S.R.Ö.- On üçüncü çocuk?
F.E.- Ama hepsi ölmüş... Tiyatroda ilk halk repertuarlarını denedik, halkevlerinde.
S.R.Ö.- Kaç yaşlarında girdiniz oraya?
F.E.- 13-14 yaşlarında, liseyi bitirmiştim...
S.R.Ö.- Ailenizden söz eder misiniz?
F.E.- Bizim filmcilik hayatında katiyen aristokrat bir aileden gelen kişiler tutunamaz. Ben Ahmet Vefik Paşa'nın soyundan...

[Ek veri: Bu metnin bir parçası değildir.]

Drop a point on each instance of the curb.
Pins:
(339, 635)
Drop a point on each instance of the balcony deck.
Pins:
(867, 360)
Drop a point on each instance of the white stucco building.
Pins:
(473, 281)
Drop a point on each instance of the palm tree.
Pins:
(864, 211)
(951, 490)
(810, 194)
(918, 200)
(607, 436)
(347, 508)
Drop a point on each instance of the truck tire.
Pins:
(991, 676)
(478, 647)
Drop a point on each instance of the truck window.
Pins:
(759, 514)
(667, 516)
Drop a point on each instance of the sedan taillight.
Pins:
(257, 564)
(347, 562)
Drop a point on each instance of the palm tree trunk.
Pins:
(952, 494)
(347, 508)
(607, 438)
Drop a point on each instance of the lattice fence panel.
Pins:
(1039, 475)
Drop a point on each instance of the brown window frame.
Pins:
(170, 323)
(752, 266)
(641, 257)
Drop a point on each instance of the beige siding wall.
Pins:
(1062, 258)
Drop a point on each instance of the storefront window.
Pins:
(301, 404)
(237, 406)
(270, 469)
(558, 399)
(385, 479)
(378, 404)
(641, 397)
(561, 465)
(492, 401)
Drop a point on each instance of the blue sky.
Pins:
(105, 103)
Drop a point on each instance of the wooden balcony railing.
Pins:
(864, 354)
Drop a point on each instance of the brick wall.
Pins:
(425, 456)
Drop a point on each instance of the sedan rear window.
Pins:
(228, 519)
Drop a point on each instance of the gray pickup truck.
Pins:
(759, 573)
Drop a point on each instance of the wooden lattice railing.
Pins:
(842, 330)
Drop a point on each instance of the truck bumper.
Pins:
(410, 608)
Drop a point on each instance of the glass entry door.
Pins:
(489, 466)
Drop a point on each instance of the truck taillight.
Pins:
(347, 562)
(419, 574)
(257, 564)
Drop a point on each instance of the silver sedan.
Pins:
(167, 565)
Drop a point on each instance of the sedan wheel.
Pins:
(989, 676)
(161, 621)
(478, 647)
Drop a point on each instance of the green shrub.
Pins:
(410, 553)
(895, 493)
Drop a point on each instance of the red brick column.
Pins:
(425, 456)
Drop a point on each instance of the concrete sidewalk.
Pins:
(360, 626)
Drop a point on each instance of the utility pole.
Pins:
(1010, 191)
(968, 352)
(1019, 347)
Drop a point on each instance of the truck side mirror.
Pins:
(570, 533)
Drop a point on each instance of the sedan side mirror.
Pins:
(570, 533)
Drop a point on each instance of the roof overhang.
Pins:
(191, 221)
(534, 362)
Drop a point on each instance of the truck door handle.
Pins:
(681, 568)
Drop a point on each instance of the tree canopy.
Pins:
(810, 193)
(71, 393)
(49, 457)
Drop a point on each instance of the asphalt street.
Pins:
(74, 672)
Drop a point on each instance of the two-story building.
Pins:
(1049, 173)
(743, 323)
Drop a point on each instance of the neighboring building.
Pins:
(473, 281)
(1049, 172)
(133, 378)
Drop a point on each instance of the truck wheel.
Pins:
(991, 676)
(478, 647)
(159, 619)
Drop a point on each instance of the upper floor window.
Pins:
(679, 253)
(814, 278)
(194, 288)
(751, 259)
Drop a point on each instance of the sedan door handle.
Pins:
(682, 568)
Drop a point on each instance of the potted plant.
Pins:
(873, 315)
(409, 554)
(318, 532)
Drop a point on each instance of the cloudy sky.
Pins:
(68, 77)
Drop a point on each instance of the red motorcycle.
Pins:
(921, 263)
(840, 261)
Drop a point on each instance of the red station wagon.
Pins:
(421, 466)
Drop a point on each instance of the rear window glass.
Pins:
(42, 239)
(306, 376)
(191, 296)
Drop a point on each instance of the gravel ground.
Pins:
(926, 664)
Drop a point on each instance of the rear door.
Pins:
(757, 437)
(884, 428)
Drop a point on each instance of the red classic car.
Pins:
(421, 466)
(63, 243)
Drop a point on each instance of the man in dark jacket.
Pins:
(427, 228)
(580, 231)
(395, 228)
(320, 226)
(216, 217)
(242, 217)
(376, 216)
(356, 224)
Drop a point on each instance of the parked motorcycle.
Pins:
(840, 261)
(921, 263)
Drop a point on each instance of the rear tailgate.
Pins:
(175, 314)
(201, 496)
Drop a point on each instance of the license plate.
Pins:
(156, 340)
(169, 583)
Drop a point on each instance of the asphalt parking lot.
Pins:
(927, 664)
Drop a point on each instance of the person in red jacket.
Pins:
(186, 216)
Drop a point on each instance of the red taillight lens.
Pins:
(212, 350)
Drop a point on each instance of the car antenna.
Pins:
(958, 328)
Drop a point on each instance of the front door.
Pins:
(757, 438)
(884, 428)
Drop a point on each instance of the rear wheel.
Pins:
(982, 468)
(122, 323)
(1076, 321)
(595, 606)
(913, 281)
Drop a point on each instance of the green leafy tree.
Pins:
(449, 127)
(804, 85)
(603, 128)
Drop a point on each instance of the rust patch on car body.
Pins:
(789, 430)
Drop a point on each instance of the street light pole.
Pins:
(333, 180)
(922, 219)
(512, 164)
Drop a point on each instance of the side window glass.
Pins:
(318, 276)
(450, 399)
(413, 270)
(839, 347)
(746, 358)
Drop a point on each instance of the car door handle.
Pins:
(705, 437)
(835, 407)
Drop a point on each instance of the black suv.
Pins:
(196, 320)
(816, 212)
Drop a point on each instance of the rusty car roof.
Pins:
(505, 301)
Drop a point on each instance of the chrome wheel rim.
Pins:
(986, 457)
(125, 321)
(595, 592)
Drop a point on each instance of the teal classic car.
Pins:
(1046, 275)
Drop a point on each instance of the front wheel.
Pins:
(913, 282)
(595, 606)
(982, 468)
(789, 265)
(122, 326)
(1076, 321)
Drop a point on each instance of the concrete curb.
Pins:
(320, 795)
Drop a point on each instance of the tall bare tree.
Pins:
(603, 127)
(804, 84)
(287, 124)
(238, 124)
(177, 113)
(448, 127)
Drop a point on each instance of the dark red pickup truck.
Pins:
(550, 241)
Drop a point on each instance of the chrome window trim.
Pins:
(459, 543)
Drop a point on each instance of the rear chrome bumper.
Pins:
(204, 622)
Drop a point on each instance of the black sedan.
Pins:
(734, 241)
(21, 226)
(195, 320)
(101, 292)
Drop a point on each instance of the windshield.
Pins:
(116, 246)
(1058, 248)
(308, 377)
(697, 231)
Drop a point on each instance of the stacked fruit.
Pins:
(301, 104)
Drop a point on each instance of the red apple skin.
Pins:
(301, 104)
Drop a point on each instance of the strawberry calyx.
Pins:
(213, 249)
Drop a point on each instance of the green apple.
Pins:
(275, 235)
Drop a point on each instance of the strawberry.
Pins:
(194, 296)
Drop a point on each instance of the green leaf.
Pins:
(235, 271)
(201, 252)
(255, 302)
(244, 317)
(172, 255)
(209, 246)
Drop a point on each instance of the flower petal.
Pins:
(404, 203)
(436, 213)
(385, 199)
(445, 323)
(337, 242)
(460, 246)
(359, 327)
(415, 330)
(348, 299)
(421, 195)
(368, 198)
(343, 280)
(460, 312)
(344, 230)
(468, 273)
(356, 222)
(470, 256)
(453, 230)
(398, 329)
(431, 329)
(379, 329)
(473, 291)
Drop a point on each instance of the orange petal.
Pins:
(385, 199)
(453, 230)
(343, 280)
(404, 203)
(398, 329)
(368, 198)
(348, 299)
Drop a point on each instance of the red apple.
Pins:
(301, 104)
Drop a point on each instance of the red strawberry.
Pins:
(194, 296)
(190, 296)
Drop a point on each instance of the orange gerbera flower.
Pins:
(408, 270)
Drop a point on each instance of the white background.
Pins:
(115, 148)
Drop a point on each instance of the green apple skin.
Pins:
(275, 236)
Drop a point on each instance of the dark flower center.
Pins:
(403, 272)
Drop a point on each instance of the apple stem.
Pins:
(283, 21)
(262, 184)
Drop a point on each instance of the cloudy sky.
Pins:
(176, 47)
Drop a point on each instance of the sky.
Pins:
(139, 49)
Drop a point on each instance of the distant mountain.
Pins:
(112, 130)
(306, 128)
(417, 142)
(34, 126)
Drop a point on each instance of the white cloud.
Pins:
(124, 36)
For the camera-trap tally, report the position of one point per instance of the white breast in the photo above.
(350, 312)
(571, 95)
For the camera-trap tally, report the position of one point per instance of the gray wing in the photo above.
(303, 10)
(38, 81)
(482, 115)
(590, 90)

S.R.Ö.- Sanatçı bir aile vardı yani ?
F.E.- Sanatçı, bir de asi, onu da ilave edelim. Benim babam askerdi, beni çok serbest bırakmıştı. Baskı altında değildim. Babam çok münevver bir insandı, annem de çok hanımefendiydi.
S.R.Ö.- Eğitimi var mıydı annenizin?
F.E.- Hayır ilkokulu da bitirmemişti ama okuma yazma biliyordu. Ben şimdi 78 yaşında olduğuma göre annemi düşünün. (Feyturiye Esen 1928 doğumlu olduğunu söylemesine karşın, görüşmede, dili sürçerek iki kez 78 yaşında olduğunu söylüyor -S.R.Ö.). O zaman pek azdı öyle okuyan, yazan. Fakat çok güzel bir konuşma kabiliyeti vardı annemin. Baba tarafı Arabistanlı, Libya asıllıdır. Anne tarafı asildir, aristokratız yani. Ahmet Vefik Paşa'dan gelen bir asalet. Babam subaydı o zaman kimsesiz çocuklar subay oluyordu.
S.R.Ö.- ...Severek mi girdiniz Edebiyat Fakültesi'ne ?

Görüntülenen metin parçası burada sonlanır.